Fleener's departure isn't a big surprise, considering he caught only 22 passes for 295 yards and two touchdowns in 11 games last year before finishing the season on injured reserve with a concussion. The Saints actually turned back the clock in free agency by re-signing Benjamin Watson, whom Fleener replaced in 2016.
It's unclear why New Orleans waited until May 7 to release Fleener, but it's possible that they were waiting for some sort of medical clearance. If Fleener had been medically cleared before the new league year began in March, the Saints could have saved his full $6.4 million in salary and bonuses by releasing him. Instead, $3.4 million of Fleener's salary was guaranteed for injury.
Fleener was released Monday with a "failed physical" designation.

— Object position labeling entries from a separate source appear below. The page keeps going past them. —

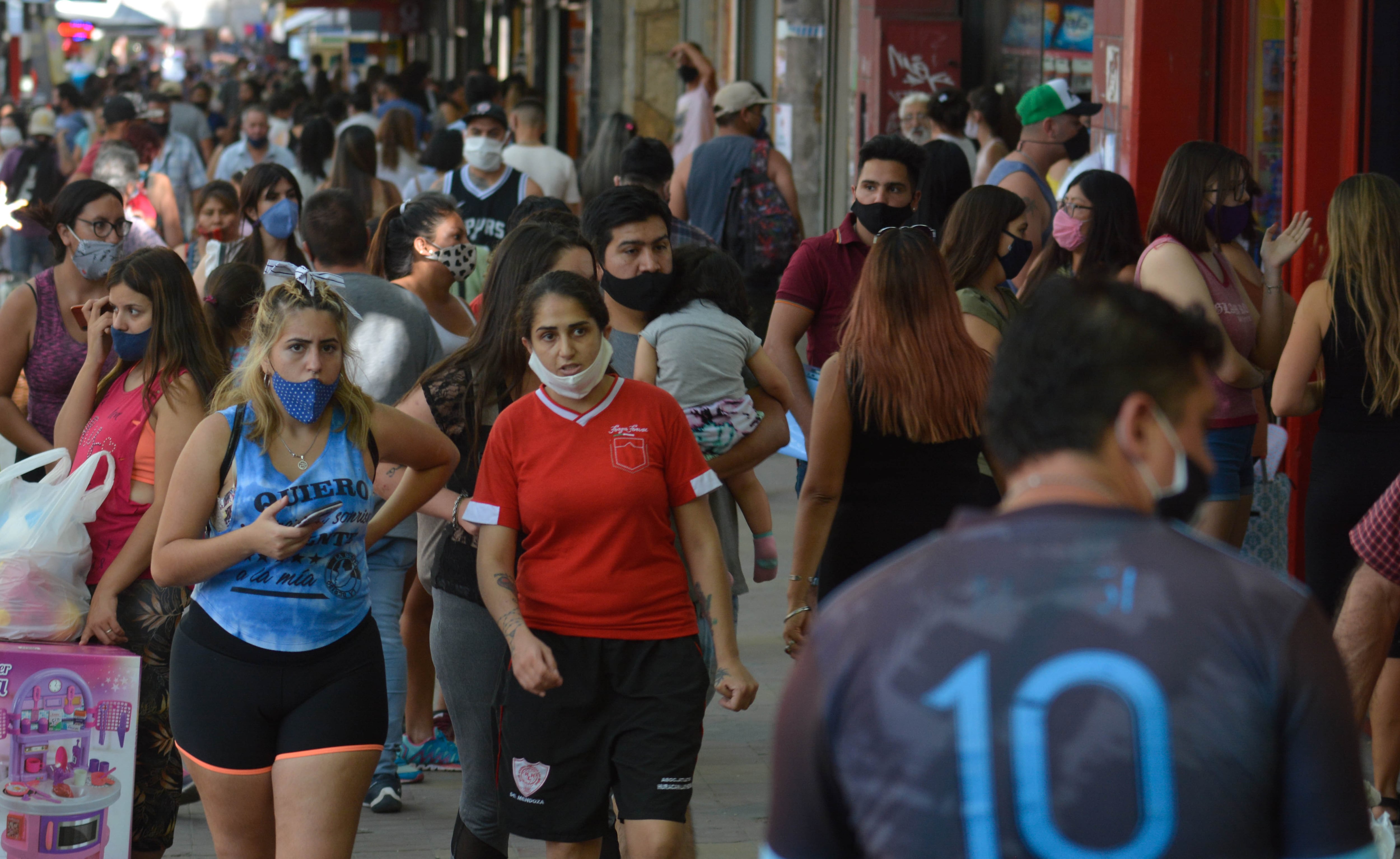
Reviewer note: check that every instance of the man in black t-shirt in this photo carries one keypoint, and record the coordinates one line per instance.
(1074, 676)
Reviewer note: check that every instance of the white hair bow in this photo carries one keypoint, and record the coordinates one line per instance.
(279, 270)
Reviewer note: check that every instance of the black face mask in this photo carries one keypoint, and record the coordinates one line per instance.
(1079, 146)
(878, 216)
(1182, 507)
(1017, 258)
(642, 293)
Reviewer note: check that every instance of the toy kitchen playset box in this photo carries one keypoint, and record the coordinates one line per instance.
(68, 750)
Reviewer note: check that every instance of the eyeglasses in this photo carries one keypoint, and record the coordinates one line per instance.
(925, 228)
(104, 228)
(1074, 209)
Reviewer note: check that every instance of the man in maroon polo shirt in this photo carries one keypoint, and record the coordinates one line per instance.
(821, 279)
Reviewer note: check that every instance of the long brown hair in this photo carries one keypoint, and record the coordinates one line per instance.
(181, 339)
(248, 385)
(905, 346)
(493, 356)
(355, 167)
(972, 233)
(397, 132)
(1364, 265)
(251, 190)
(1195, 170)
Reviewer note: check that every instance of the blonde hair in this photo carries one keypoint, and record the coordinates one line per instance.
(250, 385)
(1364, 240)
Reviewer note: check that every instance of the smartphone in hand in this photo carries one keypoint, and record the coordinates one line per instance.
(318, 514)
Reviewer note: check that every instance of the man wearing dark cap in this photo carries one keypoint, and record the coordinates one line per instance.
(118, 113)
(488, 190)
(1053, 127)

The Saints designated Fleener as a post-June 1 release, a move which will save the team about $2.5 million against this year's salary cap, with another $3.2 million in "dead money" counting against their cap next year.
Fleener, 29, and the Saints seemed like a good match in 2016, since he is primarily a pass-catching tight end and New Orleans' offense has been so friendly to tight ends like Jimmy Graham and Watson in years past. But the 6-foot-6, 251-pounder never developed into a consistent playmaker for the Saints.
Fleener had 50 catches for 631 yards with three touchdown catches and one touchdown run in his first year with New Orleans in 2016, before his role decreased last season.
The Saints made tight end a priority this offseason, pursuing Graham before they decided his price tag was too high and turning back to Watson, 37, instead. They also have veterans Josh Hill and Michael Hoomanawanui on the roster, and the position should become an even bigger priority next year.
Fleener spent his first four years with the Indianapolis Colts after being drafted in the second round out of Stanford. He has 255 catches for 3,080 yards and 23 touchdowns in his six-year career.
Fleener told NOLA.com last season that he had suffered four football-related concussions in his life before the latest one. He has also been heavily involved in concussion research and safety efforts. So it will be interesting to see whether that affects his decision to keep playing.